B. Katz Rothman, City University of New York (CUNY)
Heather Dalmage, Roosevelt University, Chicago

Defining “Health” is rather like that old line about pornography – I cannot define it but I know it when I see it. Perhaps the best one can say is that health is a state of being in which the body is not causing one much trouble, and in which the body is sometimes giving one some joy. Health is always and inevitably contextual. A person who cannot sit up, cannot eat solids, cannot coordinate hand and eye movement is healthy: if they are two months old. A person who can only walk slowly, has some visual and some hearing loss, and has some urinary incontinence may also be quite healthy: if they are 92 years old. Health is a body that meets standardized expectations. Our expectations involve race, sex, disability – every divisive bodily concept. We mean ‘divisive’ both ways here – we divide people by those hard-to-define, contentious categories, and then use them politically and socially to treat people differently and create divisiveness. In this paper we will explore the intersections of race, sex and disability as we are currently confronting them in the increasingly contentious areas of American politics and society. In this country the best route to get social resources and services for pregnancy and birth (time off from work, a seat or other accommodation at a job) was to call it a disability.
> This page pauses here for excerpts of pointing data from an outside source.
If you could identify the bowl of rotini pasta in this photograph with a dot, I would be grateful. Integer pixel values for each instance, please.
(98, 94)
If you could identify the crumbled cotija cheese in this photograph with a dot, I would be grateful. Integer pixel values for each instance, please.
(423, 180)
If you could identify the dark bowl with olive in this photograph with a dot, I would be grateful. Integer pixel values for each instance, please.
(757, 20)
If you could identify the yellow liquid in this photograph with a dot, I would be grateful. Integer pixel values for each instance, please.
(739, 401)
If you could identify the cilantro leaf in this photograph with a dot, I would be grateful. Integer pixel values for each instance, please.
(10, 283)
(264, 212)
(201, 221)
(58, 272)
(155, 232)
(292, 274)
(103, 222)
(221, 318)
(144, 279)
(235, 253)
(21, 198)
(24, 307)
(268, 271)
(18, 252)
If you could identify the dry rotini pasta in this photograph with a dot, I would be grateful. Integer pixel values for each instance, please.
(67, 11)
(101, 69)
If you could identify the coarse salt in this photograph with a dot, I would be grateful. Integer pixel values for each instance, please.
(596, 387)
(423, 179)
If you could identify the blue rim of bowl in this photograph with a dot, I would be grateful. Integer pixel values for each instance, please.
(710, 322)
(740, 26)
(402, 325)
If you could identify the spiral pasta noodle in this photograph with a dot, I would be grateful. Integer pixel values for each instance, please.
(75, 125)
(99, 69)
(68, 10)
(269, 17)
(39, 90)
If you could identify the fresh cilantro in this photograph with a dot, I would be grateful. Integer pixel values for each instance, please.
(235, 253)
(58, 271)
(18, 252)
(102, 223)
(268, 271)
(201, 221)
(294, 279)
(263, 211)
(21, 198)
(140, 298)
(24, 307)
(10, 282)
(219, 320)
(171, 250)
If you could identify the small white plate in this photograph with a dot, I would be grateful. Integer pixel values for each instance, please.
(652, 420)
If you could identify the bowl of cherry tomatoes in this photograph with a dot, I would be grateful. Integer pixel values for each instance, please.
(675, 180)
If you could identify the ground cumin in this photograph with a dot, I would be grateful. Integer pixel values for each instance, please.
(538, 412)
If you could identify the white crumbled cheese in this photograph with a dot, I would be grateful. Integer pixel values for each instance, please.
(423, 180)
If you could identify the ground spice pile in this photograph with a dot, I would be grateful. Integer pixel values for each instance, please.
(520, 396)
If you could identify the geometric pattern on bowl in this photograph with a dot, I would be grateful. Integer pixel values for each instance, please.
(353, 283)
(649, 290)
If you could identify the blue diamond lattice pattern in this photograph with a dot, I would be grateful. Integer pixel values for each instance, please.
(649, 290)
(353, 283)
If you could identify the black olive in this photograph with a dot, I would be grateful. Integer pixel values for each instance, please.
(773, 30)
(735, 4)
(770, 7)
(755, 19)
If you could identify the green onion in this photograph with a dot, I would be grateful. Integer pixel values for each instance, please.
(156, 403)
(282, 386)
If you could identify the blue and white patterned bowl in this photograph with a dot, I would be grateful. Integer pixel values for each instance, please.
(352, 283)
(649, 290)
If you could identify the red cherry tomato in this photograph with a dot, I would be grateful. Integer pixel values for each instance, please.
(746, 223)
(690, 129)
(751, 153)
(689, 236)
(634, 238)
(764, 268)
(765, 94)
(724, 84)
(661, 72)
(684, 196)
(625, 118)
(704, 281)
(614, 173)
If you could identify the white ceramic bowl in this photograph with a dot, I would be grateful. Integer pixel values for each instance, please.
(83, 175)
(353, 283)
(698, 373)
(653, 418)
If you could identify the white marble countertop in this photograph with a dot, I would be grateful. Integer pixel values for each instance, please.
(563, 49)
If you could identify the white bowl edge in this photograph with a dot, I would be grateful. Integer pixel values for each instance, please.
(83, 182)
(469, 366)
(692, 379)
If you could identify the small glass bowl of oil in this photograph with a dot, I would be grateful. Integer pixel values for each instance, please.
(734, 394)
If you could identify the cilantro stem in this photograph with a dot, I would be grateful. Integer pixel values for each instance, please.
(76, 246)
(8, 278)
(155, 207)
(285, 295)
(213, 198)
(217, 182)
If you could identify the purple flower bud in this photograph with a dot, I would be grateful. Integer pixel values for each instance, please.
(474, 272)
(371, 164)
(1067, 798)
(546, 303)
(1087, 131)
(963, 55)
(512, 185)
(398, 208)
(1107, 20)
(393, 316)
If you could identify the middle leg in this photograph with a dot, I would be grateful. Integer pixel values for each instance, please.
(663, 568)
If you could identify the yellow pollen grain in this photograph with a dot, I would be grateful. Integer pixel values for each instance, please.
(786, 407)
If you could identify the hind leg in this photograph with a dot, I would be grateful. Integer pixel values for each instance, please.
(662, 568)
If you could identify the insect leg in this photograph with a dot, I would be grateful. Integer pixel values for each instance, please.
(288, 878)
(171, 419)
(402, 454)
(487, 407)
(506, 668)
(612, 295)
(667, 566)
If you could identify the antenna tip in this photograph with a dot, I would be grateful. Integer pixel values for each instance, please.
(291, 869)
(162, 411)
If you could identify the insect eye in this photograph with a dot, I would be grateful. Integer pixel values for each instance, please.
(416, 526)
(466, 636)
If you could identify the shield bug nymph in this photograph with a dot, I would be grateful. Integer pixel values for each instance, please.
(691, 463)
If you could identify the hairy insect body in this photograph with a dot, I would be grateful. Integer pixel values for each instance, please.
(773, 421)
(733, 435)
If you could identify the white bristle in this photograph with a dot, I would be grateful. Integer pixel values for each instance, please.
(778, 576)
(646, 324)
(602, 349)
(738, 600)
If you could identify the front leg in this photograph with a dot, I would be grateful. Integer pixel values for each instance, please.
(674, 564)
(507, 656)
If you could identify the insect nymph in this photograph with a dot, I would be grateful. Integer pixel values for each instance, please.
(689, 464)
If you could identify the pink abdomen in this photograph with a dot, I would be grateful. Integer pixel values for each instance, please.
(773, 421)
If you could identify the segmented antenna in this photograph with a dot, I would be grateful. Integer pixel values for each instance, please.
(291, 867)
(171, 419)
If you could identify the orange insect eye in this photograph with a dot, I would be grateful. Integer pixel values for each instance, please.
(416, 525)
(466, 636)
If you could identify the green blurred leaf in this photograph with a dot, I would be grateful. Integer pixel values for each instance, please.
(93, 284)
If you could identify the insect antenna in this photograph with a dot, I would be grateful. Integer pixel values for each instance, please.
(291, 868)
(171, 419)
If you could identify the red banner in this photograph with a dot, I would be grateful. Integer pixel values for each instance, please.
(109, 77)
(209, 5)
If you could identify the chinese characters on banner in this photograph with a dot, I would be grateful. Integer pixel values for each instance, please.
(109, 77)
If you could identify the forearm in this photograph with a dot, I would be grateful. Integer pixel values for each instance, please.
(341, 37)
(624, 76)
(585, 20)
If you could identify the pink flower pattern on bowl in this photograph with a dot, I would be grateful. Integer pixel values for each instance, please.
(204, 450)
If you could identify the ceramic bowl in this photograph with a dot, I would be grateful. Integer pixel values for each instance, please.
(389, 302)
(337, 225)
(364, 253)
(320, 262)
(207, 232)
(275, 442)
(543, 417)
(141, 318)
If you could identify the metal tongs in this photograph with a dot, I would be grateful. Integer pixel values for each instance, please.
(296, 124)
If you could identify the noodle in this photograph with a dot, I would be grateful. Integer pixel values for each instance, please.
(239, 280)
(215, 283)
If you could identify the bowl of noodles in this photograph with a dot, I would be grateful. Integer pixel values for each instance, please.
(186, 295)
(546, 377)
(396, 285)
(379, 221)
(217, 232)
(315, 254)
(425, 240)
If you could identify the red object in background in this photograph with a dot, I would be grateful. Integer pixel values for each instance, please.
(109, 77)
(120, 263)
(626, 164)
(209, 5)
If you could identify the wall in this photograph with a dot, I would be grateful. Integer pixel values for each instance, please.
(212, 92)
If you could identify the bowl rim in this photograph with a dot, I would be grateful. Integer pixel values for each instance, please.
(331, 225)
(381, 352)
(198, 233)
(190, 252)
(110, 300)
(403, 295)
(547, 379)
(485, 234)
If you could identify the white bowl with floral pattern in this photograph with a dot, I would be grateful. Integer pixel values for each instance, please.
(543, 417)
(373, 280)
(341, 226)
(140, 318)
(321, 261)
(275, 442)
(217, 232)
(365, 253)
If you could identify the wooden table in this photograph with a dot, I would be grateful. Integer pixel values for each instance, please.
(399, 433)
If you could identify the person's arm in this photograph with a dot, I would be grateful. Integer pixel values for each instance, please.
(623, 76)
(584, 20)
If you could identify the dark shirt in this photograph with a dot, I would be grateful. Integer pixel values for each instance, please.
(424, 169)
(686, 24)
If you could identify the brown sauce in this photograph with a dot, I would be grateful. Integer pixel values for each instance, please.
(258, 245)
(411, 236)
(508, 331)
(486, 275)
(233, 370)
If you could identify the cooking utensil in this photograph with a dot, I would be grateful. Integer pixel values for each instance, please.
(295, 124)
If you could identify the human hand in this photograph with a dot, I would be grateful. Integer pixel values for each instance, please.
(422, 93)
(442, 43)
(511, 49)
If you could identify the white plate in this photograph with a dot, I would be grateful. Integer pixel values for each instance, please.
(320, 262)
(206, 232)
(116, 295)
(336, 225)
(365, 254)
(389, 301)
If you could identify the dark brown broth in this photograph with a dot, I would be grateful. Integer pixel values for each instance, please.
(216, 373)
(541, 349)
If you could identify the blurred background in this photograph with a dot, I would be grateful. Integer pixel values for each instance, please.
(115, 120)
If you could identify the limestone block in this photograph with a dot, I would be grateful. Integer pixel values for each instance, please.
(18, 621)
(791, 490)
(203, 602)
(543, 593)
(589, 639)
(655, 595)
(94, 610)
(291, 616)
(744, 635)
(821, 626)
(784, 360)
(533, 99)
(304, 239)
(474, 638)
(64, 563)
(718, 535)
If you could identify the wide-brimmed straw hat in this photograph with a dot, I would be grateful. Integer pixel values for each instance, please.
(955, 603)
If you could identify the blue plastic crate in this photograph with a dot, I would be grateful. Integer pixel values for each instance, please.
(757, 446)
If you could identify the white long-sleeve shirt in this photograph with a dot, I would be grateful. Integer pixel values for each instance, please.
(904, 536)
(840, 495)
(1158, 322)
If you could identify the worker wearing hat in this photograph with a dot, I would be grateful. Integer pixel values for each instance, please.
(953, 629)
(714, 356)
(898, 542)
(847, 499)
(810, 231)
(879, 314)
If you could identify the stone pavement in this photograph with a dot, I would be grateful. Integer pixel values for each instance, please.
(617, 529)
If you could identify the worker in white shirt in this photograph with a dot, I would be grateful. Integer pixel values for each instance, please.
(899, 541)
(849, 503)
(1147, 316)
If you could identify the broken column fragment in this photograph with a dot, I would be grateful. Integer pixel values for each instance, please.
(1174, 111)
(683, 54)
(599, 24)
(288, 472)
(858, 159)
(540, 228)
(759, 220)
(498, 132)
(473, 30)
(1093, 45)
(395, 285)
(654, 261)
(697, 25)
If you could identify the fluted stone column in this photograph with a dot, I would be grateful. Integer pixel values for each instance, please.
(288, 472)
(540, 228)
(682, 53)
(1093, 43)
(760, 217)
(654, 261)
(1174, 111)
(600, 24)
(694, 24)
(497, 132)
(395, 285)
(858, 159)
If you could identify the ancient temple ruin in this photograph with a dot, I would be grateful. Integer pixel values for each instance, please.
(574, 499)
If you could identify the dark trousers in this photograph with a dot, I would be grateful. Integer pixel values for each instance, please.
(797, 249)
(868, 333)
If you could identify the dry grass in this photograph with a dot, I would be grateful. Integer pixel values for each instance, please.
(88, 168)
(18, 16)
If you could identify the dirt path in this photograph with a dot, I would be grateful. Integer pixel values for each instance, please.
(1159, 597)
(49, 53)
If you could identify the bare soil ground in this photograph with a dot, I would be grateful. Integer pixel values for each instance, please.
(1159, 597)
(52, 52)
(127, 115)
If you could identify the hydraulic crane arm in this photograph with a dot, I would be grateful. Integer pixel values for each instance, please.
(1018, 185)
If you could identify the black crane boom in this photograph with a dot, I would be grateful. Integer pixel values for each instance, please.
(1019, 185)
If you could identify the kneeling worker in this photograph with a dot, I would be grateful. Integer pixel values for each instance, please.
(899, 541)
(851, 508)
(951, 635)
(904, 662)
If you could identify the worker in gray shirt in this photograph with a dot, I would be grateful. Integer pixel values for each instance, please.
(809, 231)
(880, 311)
The ability to create a new human being is, in this country, a disability. Children who are experiencing the long-term consequences of generations of race-based poverty and discrimination can get educational resources by claiming disability. Disability – conditions that can be colonized by the biomedical industrial complex and thus be profit making – is one of the few viable claims to achieving social justice, even as it further disempowers those so labelled.